Ibrahim Adjei, former Assistant Secretary at the Office of former President Nana Akufo-Addo, has raised strong objections to the comments made by the Inspector-General of Police (IGP), Christian Tetteh Yohuno, describing them as a dangerous move that indirectly incentivises violence among the youth.

Speaking on Channel One TV’s Breakfast Daily on Monday, April 14, Adjei condemned the IGP’s promise to prioritise youth in Bawku for police recruitment on the condition that they lay down their arms.

He mentioned that such a statement risks undermining years of peace-building efforts and sets a precedent that violence is a viable path to opportunity.

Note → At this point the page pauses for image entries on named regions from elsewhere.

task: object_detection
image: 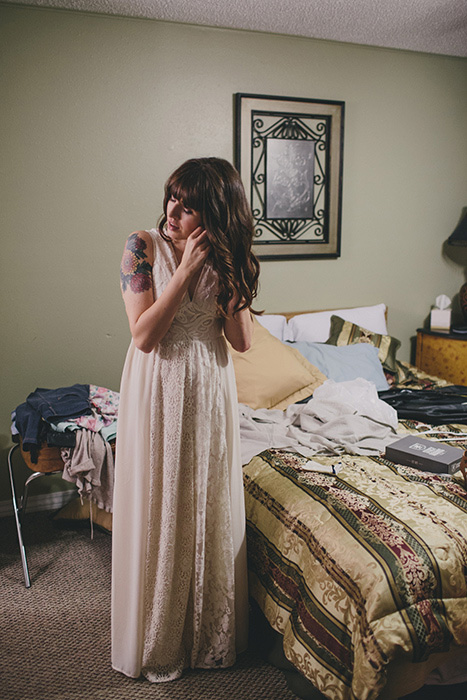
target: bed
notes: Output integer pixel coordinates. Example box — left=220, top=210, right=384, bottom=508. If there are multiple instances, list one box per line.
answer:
left=11, top=304, right=467, bottom=700
left=229, top=305, right=467, bottom=700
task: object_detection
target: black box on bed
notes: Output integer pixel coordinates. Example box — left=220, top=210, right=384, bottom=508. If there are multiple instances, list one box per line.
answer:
left=386, top=435, right=464, bottom=474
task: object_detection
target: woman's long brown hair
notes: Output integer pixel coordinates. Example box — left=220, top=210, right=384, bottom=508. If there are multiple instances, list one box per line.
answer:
left=159, top=158, right=259, bottom=317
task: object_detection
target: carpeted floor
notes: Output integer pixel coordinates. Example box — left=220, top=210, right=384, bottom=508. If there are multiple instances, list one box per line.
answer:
left=0, top=513, right=296, bottom=700
left=0, top=513, right=467, bottom=700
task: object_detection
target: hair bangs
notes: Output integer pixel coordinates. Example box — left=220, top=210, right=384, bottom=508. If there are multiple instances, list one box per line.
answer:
left=167, top=173, right=206, bottom=212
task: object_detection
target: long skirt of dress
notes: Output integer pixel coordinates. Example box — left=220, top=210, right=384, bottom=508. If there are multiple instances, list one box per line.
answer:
left=112, top=337, right=248, bottom=682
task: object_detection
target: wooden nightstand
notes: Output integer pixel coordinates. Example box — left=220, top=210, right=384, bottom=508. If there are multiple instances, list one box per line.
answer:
left=415, top=328, right=467, bottom=386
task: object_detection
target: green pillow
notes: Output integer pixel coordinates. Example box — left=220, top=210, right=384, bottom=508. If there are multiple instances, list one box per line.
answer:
left=326, top=316, right=401, bottom=372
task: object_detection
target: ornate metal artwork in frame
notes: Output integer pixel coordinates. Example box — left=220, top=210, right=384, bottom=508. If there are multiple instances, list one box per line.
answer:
left=235, top=93, right=345, bottom=260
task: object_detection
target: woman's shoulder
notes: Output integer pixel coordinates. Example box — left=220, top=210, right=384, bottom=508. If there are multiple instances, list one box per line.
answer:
left=125, top=229, right=158, bottom=259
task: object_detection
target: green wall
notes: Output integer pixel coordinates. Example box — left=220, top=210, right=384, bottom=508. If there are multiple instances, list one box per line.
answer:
left=0, top=5, right=467, bottom=508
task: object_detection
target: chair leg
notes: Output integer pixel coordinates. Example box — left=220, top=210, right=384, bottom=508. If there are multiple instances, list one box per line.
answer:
left=8, top=444, right=61, bottom=588
left=8, top=445, right=31, bottom=588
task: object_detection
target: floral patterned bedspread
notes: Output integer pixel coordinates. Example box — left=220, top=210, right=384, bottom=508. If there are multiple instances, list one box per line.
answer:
left=244, top=408, right=467, bottom=700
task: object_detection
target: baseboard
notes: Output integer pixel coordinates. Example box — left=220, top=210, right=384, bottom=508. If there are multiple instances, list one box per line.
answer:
left=0, top=489, right=77, bottom=518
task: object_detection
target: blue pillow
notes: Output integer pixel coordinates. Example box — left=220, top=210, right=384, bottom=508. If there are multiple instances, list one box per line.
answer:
left=285, top=340, right=389, bottom=391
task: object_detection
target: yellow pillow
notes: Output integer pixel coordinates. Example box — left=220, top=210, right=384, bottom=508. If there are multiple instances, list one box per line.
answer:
left=229, top=318, right=326, bottom=409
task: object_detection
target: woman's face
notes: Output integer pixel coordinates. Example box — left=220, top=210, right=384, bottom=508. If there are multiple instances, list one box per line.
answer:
left=167, top=197, right=202, bottom=240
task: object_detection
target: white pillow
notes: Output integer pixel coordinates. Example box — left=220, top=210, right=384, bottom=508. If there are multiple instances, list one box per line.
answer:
left=256, top=314, right=287, bottom=340
left=285, top=304, right=388, bottom=343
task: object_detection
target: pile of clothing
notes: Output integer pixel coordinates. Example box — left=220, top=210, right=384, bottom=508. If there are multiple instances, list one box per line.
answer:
left=11, top=384, right=120, bottom=513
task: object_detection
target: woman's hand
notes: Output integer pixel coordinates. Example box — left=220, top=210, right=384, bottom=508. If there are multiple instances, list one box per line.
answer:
left=180, top=226, right=211, bottom=277
left=224, top=297, right=253, bottom=352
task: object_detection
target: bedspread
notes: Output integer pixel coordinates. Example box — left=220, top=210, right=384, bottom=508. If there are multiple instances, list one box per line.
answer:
left=244, top=422, right=467, bottom=700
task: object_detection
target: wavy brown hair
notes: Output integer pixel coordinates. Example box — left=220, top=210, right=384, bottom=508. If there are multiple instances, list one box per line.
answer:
left=159, top=158, right=259, bottom=317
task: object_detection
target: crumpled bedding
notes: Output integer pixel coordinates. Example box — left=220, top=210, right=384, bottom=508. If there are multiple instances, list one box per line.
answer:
left=239, top=379, right=399, bottom=464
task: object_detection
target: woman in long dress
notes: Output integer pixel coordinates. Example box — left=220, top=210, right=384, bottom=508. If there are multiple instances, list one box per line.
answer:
left=112, top=158, right=259, bottom=682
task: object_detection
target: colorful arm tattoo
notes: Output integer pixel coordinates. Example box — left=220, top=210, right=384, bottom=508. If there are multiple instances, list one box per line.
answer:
left=120, top=233, right=152, bottom=294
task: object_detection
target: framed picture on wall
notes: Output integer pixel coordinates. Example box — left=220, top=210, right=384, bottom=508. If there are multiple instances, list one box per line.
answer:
left=235, top=93, right=345, bottom=260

The IGP made the comments during a visit to Bawku on Friday, April 11, assuring residents that a special police recruitment team would be stationed in the area to enlist youth who embrace peace. The initiative, according to the IGP, is part of broader efforts to stabilise the conflict-prone region.

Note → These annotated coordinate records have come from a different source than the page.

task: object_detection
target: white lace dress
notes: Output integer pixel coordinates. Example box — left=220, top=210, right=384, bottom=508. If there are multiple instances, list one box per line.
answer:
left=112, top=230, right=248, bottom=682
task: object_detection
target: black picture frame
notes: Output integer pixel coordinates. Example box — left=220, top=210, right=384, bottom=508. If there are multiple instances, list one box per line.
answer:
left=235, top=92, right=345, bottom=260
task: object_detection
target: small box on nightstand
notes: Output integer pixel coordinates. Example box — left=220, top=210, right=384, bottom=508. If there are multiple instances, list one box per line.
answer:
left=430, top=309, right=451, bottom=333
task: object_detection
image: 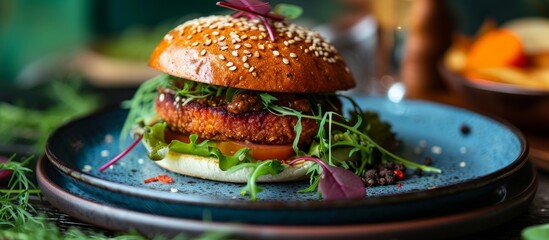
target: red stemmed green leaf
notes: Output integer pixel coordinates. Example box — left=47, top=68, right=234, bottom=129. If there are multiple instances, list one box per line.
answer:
left=289, top=157, right=366, bottom=200
left=216, top=0, right=284, bottom=42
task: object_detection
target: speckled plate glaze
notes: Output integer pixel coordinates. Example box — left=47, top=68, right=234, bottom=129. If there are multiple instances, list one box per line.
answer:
left=46, top=98, right=528, bottom=225
left=36, top=155, right=537, bottom=240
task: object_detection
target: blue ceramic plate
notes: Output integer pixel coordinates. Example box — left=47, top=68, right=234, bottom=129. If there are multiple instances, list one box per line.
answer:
left=36, top=155, right=537, bottom=240
left=46, top=98, right=527, bottom=224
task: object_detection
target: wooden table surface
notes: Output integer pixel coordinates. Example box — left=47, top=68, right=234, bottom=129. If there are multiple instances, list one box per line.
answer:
left=19, top=159, right=549, bottom=240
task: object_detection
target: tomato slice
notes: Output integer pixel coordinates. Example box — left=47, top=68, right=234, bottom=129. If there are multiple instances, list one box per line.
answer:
left=164, top=129, right=295, bottom=160
left=216, top=141, right=295, bottom=160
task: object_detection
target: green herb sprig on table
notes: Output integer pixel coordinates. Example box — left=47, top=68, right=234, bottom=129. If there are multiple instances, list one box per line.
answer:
left=0, top=78, right=100, bottom=153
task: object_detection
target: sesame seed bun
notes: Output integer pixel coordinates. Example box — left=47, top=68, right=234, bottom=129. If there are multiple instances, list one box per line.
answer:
left=149, top=16, right=355, bottom=93
left=155, top=152, right=312, bottom=183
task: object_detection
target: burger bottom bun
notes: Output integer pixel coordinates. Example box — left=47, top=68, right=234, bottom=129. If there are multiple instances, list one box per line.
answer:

However, Ibrahim Adjei argued that the IGP’s message sends the wrong signal, especially in a fragile security environment where incentives should be aligned with lawfulness, not conflict.

He also took issue with the IGP’s subsequent clarification that the recruitment offer was part of a decentralised strategy aimed at achieving regional balance. Adjei dismissed the clarification as flawed.

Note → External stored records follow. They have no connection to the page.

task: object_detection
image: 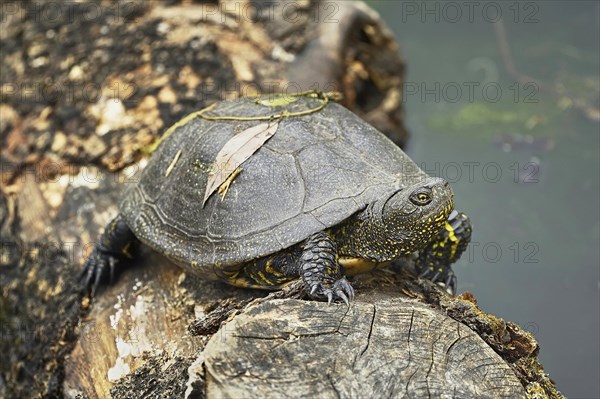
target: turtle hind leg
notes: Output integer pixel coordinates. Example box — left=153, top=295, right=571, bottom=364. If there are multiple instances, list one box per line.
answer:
left=415, top=211, right=472, bottom=295
left=80, top=215, right=137, bottom=296
left=234, top=232, right=354, bottom=303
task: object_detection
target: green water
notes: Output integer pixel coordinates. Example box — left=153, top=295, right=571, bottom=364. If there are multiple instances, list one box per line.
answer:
left=369, top=1, right=600, bottom=398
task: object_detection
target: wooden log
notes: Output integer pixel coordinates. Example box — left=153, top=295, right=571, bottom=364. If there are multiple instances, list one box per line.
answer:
left=0, top=0, right=556, bottom=398
left=203, top=295, right=525, bottom=398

According to him, the remarks have the potential to undermine the integrity of the Ghana Police Service’s recruitment process and cast doubt on its fairness and neutrality.

“To make such a pronouncement seems to unravel all the peace effort that we are doing. The IGP is somehow incentivising the youth by showing them that violence creates opportunities, and his clarification also doesn’t hold water. Recruitment into the police is already decentralised. So, that clarification has rather made things worse.

“Because people can look to the reality and say, how do you say that you aimed to decentralize the recruitment process and make it a regional balance, that is already on the ground. By his pronouncement, what he is doing is undermining the recruitment process.

“What the IGP should do is retract. That is not for our sake but the community of Bawku. And the clarification doesn’t help, but rather makes things worse,” he stated.

However, the Former Greater Accra Regional Chairman of the National Democratic Congress (NDC) Ade Coker has endorsed the Inspector-General of Police’s (IGP) proposal to recruit youth from Bawku into the police service, describing it as a step toward unity and lasting peace in the conflict-prone area.